But I was able to get a Premiere for $150 from EE as detailed in the Premiere Thread and $200 for lifetime on it. 

I really was going to give up on Tivo until that deal. FIOS DVR was free for 6 months and still is and it works good enough. Really biggest knock was only 160gb hard drive space and that's on their MRV DVR.

If that deal hadn't come along or if FIOS had a 320gb hard drive at least then I may not have went back to Tivo.

And actually don't know how long I'll stay. 

Wife is liking Netflix so much lately she hasn't watched cable TV in months.


----------



## randalcormier (Feb 17, 2009)

I have Three series 2 Tivos with life time service, one is a Humax DVD Tivo. I have one dual tuner, HD, 1 TB hard drive, Series 3 with life time service in the HD TV. My Samsung BD 1600 Blu Ray Player picks up Blockbuster, You Tube, Netflix and YES PANDORA for the price of a 100.00 (on sale at Best Buy). Lets add me up, 4 x $299.00 lifetime service and 4 TIVO units @ $299.00 average price each equals $2,400.00 TIVO investment. Now Tivo wants me buy another unit to get Pandora and HULU! Come on TIVO get with the times and follow the Blu Ray market!

BUT WAIT THERE IS MORE! This month they will launch Google TV with a Blue Ray player from Sony. Wait till the apps it the fan then! 

Randy


----------



## aadam101 (Jul 15, 2002)

Ita!


----------



## smbaker (May 24, 2003)

hodgepodge said:


> So what has my TCO been so far for Tivo? About $7000 over 9 years for between 1 and 4 rooms!


Re figure your TCO using product lifetime subscriptions instead. Personally I don't intend to ever buy another monthly leased Tivo again. Selling the hardware and leasing the software (or whatever nonsense is used to justify the excessive monthly fee) does not make sense.

Tivo will succeed as long as they sell a quality product at a competitive price. There's two key aspects to that: 1) quality product and 2) competitive price. Right now they're failing at the former -- Tivo has been doing too much coasting, the Premiere is too little too late, giving the competition a huge opportunity to innovate in their place. For example, where is streaming? Where is a true whole home / multiroom solution? Why, after months, is the HDUI on the Premiere still incomplete? Why is the second core still not enabled?

If they want to charge a premium price and market themselves as a premium DVR, then they need to have the feature set to back it up. Continued "coasting" just isn't going to carry the company much longer.

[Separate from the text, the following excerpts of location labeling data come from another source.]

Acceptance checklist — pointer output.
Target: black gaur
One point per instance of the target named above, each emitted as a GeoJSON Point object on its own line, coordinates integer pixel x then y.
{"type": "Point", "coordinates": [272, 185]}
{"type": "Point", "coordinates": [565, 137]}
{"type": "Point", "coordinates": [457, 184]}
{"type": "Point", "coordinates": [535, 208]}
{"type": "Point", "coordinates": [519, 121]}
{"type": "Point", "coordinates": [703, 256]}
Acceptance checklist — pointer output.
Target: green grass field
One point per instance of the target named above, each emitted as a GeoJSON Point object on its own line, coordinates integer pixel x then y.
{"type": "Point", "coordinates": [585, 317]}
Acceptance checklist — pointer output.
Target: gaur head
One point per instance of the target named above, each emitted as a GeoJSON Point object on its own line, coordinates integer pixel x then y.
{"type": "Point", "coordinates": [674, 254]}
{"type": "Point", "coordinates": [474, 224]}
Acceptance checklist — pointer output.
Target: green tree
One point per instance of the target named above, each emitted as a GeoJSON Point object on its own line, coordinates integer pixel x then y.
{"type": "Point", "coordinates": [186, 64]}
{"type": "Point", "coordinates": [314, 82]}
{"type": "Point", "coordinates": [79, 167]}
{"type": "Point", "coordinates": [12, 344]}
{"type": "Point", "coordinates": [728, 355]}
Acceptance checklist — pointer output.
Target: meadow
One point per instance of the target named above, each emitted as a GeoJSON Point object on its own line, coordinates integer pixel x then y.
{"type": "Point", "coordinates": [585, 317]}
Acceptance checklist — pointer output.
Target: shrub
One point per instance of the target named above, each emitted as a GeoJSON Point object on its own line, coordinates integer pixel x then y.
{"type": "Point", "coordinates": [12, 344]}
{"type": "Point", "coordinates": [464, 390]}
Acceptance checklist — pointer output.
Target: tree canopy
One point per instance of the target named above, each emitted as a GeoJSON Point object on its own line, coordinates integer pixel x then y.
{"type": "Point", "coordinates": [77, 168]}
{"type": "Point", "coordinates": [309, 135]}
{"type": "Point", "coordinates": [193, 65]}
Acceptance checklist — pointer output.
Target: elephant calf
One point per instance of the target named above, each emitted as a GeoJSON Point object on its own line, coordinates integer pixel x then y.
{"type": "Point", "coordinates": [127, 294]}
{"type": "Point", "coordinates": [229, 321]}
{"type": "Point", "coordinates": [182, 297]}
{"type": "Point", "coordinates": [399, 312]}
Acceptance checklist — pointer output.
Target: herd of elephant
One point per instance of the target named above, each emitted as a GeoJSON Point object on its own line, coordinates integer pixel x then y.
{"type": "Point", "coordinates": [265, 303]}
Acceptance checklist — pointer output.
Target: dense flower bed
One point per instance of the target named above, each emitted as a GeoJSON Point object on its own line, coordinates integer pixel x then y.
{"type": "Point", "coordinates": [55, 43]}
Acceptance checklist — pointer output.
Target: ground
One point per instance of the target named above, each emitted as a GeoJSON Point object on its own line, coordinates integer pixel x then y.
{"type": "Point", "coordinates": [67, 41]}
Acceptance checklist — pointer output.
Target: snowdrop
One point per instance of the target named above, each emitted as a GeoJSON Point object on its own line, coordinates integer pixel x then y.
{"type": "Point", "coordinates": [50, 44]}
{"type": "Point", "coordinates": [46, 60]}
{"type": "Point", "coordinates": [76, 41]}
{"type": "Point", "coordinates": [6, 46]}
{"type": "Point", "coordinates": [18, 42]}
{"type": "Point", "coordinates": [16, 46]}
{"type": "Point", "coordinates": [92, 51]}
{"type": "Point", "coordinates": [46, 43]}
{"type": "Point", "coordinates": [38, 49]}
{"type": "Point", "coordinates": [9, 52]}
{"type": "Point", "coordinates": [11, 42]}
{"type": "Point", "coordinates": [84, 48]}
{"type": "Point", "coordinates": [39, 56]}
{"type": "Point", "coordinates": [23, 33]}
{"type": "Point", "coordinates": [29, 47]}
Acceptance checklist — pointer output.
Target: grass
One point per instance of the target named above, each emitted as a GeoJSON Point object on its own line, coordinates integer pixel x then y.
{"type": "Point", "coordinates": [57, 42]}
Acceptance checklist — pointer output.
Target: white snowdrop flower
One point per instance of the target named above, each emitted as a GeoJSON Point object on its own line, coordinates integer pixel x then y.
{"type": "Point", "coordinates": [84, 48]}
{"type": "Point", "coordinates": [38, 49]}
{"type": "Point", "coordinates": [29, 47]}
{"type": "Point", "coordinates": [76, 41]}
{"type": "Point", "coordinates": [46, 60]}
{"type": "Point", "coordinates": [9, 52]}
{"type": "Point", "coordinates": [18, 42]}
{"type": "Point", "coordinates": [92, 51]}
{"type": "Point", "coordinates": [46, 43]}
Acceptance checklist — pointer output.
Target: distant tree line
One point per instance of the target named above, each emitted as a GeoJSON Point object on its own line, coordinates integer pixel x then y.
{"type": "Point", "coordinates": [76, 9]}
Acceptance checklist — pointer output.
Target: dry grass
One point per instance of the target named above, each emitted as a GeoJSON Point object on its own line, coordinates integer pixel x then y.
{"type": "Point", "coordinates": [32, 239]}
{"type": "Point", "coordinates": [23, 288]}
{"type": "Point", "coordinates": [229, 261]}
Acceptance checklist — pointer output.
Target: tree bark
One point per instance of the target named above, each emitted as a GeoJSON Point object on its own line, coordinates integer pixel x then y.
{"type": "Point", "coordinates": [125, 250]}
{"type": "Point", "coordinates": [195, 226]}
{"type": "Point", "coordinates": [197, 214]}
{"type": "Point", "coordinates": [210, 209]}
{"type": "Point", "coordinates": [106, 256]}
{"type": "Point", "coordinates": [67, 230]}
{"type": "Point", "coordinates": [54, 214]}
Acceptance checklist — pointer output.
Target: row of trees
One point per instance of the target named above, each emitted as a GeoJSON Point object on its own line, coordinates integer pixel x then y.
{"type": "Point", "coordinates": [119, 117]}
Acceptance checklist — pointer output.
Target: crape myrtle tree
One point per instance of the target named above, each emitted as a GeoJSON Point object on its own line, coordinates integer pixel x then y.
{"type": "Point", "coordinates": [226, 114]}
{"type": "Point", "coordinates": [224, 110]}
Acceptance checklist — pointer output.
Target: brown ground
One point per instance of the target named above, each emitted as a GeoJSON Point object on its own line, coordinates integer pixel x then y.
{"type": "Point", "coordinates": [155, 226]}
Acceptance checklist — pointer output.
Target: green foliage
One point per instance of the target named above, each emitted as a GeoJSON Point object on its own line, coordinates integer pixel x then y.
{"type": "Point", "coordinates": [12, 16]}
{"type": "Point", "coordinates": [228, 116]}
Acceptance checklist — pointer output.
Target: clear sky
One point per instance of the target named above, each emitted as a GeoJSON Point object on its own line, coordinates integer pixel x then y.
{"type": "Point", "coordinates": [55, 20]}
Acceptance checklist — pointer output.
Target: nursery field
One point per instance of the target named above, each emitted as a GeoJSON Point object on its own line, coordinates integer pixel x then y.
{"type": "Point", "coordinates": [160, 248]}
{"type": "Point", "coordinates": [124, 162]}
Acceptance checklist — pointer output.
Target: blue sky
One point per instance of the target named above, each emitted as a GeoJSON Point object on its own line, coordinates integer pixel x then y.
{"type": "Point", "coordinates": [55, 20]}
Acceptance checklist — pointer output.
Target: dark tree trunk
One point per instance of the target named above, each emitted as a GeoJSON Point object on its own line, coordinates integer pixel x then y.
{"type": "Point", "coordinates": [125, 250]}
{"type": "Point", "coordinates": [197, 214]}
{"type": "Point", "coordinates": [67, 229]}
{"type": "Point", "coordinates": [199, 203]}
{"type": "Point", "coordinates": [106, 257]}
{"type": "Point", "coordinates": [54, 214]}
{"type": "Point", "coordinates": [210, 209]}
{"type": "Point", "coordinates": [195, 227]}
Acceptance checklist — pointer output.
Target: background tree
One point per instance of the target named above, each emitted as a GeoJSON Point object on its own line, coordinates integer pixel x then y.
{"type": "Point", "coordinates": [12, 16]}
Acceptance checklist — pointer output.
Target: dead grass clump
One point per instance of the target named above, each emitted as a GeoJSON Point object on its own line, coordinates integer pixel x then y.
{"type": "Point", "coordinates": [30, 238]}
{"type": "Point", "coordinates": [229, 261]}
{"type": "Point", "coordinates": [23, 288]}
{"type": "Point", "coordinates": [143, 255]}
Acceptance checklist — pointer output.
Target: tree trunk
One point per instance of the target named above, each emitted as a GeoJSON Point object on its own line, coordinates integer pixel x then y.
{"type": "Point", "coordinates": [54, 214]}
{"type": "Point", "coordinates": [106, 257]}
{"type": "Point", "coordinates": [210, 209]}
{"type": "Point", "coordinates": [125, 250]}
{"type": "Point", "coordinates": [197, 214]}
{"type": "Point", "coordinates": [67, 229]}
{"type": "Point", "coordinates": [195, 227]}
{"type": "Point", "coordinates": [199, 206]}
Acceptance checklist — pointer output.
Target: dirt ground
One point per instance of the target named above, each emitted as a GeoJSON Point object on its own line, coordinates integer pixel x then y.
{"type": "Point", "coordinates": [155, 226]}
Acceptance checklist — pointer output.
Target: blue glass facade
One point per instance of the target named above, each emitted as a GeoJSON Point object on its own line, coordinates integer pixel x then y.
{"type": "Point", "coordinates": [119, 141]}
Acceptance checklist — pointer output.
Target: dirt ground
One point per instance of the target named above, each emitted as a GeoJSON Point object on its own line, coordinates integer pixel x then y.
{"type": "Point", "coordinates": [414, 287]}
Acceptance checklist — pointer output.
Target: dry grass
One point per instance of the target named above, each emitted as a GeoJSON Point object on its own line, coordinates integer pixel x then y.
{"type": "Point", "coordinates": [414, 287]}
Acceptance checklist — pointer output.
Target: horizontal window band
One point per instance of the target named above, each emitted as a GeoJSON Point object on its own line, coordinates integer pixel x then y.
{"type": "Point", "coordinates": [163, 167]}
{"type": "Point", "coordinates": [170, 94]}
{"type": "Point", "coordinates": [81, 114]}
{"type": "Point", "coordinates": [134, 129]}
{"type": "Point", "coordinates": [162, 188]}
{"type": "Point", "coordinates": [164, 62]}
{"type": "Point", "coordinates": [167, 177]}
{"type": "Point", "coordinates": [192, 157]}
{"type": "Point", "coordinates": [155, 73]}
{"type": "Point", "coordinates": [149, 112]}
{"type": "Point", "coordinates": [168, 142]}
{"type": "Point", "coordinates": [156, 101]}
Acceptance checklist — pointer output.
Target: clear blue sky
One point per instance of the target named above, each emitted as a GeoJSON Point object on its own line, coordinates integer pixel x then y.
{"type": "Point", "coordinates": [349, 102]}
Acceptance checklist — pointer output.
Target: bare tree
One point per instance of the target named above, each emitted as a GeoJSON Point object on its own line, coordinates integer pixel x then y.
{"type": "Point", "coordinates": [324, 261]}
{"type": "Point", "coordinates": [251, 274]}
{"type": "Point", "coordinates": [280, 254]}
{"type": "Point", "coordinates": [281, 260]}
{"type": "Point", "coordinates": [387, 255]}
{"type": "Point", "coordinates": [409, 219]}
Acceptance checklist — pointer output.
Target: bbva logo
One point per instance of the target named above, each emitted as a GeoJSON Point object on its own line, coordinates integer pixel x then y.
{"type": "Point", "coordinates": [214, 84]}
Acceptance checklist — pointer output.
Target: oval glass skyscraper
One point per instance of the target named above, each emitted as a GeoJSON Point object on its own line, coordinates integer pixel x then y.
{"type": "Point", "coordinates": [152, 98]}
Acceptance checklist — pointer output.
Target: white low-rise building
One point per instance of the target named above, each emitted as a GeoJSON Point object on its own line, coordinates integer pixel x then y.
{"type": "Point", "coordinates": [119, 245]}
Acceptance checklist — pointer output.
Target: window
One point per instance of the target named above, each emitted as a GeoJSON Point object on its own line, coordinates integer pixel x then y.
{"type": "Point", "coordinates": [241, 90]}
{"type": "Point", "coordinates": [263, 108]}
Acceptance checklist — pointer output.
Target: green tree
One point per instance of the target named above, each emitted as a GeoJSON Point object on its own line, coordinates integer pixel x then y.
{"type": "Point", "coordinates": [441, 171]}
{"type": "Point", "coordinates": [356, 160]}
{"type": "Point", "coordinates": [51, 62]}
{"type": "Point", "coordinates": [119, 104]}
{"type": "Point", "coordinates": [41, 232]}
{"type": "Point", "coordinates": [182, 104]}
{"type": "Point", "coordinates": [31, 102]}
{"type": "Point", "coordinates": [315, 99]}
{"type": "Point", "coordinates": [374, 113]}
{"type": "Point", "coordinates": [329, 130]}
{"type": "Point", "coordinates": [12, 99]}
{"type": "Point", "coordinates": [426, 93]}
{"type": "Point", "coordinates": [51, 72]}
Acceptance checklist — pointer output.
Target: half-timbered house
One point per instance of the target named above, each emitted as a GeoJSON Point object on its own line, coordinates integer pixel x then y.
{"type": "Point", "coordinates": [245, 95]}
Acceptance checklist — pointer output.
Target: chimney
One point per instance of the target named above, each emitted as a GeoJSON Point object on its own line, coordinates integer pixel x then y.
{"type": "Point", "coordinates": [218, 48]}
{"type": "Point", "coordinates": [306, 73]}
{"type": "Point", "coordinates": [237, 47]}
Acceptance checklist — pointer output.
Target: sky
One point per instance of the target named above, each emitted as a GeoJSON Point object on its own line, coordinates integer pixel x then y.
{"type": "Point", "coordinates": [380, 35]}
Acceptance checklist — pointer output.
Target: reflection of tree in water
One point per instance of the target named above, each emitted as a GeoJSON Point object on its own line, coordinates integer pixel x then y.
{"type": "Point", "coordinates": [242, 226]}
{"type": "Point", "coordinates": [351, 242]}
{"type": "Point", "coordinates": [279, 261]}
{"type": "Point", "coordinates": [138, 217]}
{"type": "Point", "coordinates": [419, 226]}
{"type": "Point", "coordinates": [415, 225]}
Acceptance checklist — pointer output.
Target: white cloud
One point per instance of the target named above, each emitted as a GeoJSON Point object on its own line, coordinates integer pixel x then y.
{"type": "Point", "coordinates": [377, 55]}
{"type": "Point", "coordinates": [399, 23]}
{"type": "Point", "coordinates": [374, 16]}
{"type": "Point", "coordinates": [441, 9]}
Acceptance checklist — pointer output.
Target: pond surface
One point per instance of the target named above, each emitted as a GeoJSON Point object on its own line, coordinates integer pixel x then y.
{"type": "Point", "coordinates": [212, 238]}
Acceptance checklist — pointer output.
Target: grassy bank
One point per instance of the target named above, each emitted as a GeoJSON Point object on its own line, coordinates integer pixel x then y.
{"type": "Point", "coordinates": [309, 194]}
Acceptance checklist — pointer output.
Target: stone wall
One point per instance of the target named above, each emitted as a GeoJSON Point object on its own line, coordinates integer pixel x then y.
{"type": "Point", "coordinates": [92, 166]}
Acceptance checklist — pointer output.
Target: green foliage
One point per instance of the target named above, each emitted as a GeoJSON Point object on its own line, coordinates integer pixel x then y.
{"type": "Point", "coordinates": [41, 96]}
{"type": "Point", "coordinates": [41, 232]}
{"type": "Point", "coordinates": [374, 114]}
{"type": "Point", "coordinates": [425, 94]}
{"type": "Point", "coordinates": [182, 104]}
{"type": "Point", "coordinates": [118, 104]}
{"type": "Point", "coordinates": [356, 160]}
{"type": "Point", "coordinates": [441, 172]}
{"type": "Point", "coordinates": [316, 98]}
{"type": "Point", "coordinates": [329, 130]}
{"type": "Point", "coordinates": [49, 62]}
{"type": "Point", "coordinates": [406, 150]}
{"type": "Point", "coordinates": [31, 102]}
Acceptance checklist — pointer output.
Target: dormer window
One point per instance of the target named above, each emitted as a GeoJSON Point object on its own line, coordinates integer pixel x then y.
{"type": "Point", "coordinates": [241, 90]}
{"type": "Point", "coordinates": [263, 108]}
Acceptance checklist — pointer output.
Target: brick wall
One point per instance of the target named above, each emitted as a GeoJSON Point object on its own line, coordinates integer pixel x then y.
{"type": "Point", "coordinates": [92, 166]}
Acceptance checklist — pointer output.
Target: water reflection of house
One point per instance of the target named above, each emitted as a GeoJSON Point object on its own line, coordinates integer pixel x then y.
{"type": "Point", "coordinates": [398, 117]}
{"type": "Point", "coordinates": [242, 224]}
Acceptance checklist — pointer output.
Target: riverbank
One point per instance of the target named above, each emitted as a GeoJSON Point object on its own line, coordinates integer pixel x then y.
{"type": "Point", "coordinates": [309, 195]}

I say this as a 10+ year (original philips 1999 S1) customer and shareholder myself, who would rather see the product succeed than see it fail.


----------



## TooMuchTime (Jun 29, 2008)

> Tivo has been doing too much coasting...


You think TiVo would check fairly recent history. Wordstar was the word processor of choice in the early 1980s. They started to coast and WordPerfect took over. When WordPerfect started to coast, Microsoft Word shot right by them. I understand the whole development cost thing but you have to keep moving.

As for me, I had TiVo and Comcast, dumped it for Uverse, and now I'm back to TiVo and Comcast. Uverse was fine and I was happy with the content and the features. However, the only reason I am with TiVo again is that I can copy recorded content to a PC on my network. I use that as part of my video/DVD library. Uverse does not allow for that. The Uverse operating software is from Microsoft so Digital Rights Management is bordering on fascism. If Uverse allowed me to copy recorded content to a PC, I would still be with Uverse.

Don't know where I'll go if TiVo buys the farm.


----------